It’s March 25, 2026. I’m currently wrapping up my first year of grad school! It’s been quite the fucking journey—questioning my belonging in higher education, questioning my own identity as a whole, coming to so many realizations of myself. I feel like I have been slowly developing into a different person. One that questions everything (even more than before), one that’s more critical of my knowledge and experiences, one that’s willing to grow.

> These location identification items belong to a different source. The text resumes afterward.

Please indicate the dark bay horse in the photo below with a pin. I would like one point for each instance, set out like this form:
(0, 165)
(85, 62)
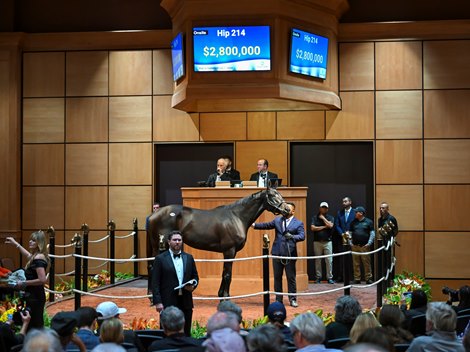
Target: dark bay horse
(222, 229)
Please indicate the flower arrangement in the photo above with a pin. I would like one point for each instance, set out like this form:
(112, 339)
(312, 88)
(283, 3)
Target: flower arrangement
(404, 283)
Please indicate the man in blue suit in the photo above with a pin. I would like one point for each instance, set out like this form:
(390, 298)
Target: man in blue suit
(342, 223)
(289, 231)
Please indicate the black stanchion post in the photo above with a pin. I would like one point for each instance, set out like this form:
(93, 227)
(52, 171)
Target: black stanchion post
(112, 249)
(85, 231)
(77, 241)
(136, 247)
(347, 261)
(380, 271)
(51, 233)
(266, 272)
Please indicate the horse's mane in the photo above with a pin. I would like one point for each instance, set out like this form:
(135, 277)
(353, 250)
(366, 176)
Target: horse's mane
(242, 201)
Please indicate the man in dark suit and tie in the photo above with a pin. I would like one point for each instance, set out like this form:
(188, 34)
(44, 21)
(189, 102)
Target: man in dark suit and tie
(289, 231)
(263, 175)
(171, 269)
(342, 224)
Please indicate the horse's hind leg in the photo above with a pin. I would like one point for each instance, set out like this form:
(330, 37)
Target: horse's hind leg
(224, 290)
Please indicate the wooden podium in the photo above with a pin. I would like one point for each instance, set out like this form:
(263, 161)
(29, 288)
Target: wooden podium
(247, 275)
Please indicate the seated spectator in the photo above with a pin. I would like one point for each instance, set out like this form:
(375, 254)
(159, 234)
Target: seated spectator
(418, 306)
(392, 318)
(308, 332)
(42, 340)
(112, 330)
(464, 299)
(108, 310)
(363, 322)
(377, 336)
(347, 308)
(441, 322)
(64, 323)
(277, 315)
(364, 347)
(7, 334)
(223, 334)
(108, 347)
(86, 324)
(172, 321)
(266, 338)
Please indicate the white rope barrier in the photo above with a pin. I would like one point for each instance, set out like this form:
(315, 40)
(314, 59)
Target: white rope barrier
(125, 236)
(61, 256)
(99, 240)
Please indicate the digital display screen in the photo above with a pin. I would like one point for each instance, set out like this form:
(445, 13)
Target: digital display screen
(177, 56)
(244, 48)
(309, 54)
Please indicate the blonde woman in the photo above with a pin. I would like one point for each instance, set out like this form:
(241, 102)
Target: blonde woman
(112, 330)
(363, 322)
(35, 273)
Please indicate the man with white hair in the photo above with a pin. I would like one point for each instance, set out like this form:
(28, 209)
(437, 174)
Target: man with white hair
(441, 322)
(308, 332)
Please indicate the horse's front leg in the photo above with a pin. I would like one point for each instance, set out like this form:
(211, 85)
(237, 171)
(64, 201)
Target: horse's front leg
(224, 290)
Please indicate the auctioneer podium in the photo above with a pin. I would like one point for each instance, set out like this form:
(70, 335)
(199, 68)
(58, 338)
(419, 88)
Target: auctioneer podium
(247, 275)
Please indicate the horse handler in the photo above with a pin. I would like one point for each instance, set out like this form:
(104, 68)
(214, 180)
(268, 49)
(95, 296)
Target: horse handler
(289, 231)
(174, 278)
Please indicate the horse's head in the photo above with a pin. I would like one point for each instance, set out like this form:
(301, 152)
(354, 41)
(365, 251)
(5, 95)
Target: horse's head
(275, 203)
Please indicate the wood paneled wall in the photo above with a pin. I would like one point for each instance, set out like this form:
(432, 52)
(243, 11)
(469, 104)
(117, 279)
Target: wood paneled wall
(90, 119)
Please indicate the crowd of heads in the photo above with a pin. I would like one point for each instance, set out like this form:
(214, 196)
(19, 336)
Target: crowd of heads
(368, 333)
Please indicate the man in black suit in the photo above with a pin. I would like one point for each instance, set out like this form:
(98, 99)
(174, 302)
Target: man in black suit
(234, 174)
(171, 269)
(220, 174)
(342, 223)
(172, 321)
(263, 175)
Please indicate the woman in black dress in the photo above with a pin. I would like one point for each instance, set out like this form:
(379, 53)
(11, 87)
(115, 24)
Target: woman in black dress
(35, 273)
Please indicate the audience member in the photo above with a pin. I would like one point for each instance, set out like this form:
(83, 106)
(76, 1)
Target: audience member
(42, 340)
(277, 315)
(265, 338)
(223, 334)
(308, 332)
(377, 336)
(418, 306)
(108, 347)
(441, 322)
(172, 321)
(391, 318)
(364, 347)
(347, 308)
(64, 323)
(263, 176)
(363, 322)
(8, 336)
(86, 324)
(108, 310)
(112, 330)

I’ve cried myself to sleep many nights questioning my own capabilities to finish this program. I’ve cried myself to sleep because I’ve been exhausted. I’ve cried myself to sleep questioning if I’m deserving to be in these spaces. I’ve cried myself to sleep wondering of the “what ifs…” I’ve cried myself to sleep from frustration of not understanding assignments. I’ve cried myself to sleep not understanding theories and frameworks. I’ve cried myself to sleep doubting my competence. I’ve cried myself to sleep not knowing if I’d have the mental capacity and strength to pursue a PhD once completing this master’s degree.
As I’m wrapping up my first year of grad school, I’ve learned so much not only about the material of this program, but most importantly of myself. When I feel like giving up and letting go, I remind myself of why I’m doing this, for who I’m doing this—myself. It’s about telling them “fuck you” and being in spaces they’d never be capable of being in.